I can't even eat right now, it's like I feel guilty, I have a huge pit in my stomach, why do I feel like this.

I feel like I, I can't. I can't, I DON'T KNOW HOW I'M FEELING.

"Good morning, students." The announcements started "Today is a very special day, because the creator of the coven will be coming in. so everyone, please be on your best behavior, especially you Mister Jones. You may now go to class." I'm dreading going to homeroom. I hope I can act normal.

Nope. I can't. "Good morning, how is everyone today?!" oh god that voice, and is she wearing that dress from my dream? Oh god why. Why did I have to have that dream? Why does she have to be wearing that right now? I'm so turned on right now, oh my god. Do I 'like' Ms. Mills? Like, 'like LIKE' what the fuckity. "Emma, are you okay?" Ms. Mills asked quietly in my ear. The way her breath felt on me made my knees week. "Um, yeah. I think." I replied. "Well you can always talk to me." I gulped hard. "Thanks."

"Em, why are you so sweaty? it's gross... are you okay?"
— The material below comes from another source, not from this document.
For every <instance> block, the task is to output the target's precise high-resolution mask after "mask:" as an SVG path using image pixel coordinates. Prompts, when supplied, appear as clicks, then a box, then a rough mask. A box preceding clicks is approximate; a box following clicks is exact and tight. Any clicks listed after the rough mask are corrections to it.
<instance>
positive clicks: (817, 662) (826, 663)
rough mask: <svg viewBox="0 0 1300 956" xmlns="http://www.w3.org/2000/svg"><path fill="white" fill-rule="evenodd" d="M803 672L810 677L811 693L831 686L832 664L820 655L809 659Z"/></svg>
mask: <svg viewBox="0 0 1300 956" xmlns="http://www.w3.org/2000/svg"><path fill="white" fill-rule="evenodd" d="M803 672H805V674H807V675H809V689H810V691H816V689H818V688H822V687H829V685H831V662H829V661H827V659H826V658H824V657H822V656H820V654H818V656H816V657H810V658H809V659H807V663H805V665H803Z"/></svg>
"Where am I?" I asked out loud to no one in particular, "You're in the nurse, you passed out. Now tell me what happened in class." Ms. Maleficent asked. She's mean but she lets us call her by her first name. "I...I, don't know." I lied. "Well you don't have a fever, so go to lunch." As I walked down to lunch the pit in my stomach came back. I walked as slowly as possible so I didn't have to see anyone. "Hey, Emma." a familiar voice called. Oh no. "Hey, Ms. Mills." I replied, "Can we talk in the classroom for a second?" I gulped like I was in trouble. She laughed. Oh god that laugh. "You're not in trouble, Em. I just want to speak to you." That just makes me more nervous. As we entered the class room I couldn't even look at her. "What happened today, Em?" She asked. "nothing." I answered quickly.

"Look, if you don't want to tell me that's fine, but I really care about you." I hesitated. "I like someone I shouldn't." She raised the perfectly sexy eyebrow—oh god I'm doing it again, I'm getting wet and she's right next to me and I can smell her. "What do you mean 'shouldn't', dear?" I hesitated once more. "Um… it's just I shouldn't like this person. It's wrong. In so many ways, and I just can't stop thinking about it." She hesitated, "What makes it wrong, exactly? Love is blind my dear." I paused.

"I can't tell you. I can't tell anyone, it's embarrassing." She smiled softly. "I understand." I laughed again. "No, you don't. Trust me; I can't see you ever going through what I am right now." It was her turn to laugh now apparently. "Trust me, Emma. I'm going through it now." I raised my eyebrows. "But you can have any guy you want." Why is she laughing again? "I don't exactly 'like' guys—oh my god that was so inappropriate I shouldn't have said-." I sat there dumb founded for a second. "I think, I think I don't either. I'm just so confused. I mean, when I look back on it, I haven't had a crush on one guy in my entire life. And all of the sudden I like someone I can never be with in a million years." She put her hand on my shoulder; I physically have to hold back a shudder. "I'm glad you talked to me; let's have lunch while we work."

I walked out of her classroom feeling better and uncomfortable at the same time, better because I talked about it, an uncomfortable because I found out Ms. Mills was a lesbian. I've never met one before. And the fact that I just had a dream about her; I just can't get it out of my head. It's like I want to see her in class later but I also never want to see her again. You get it? Yeah me neither.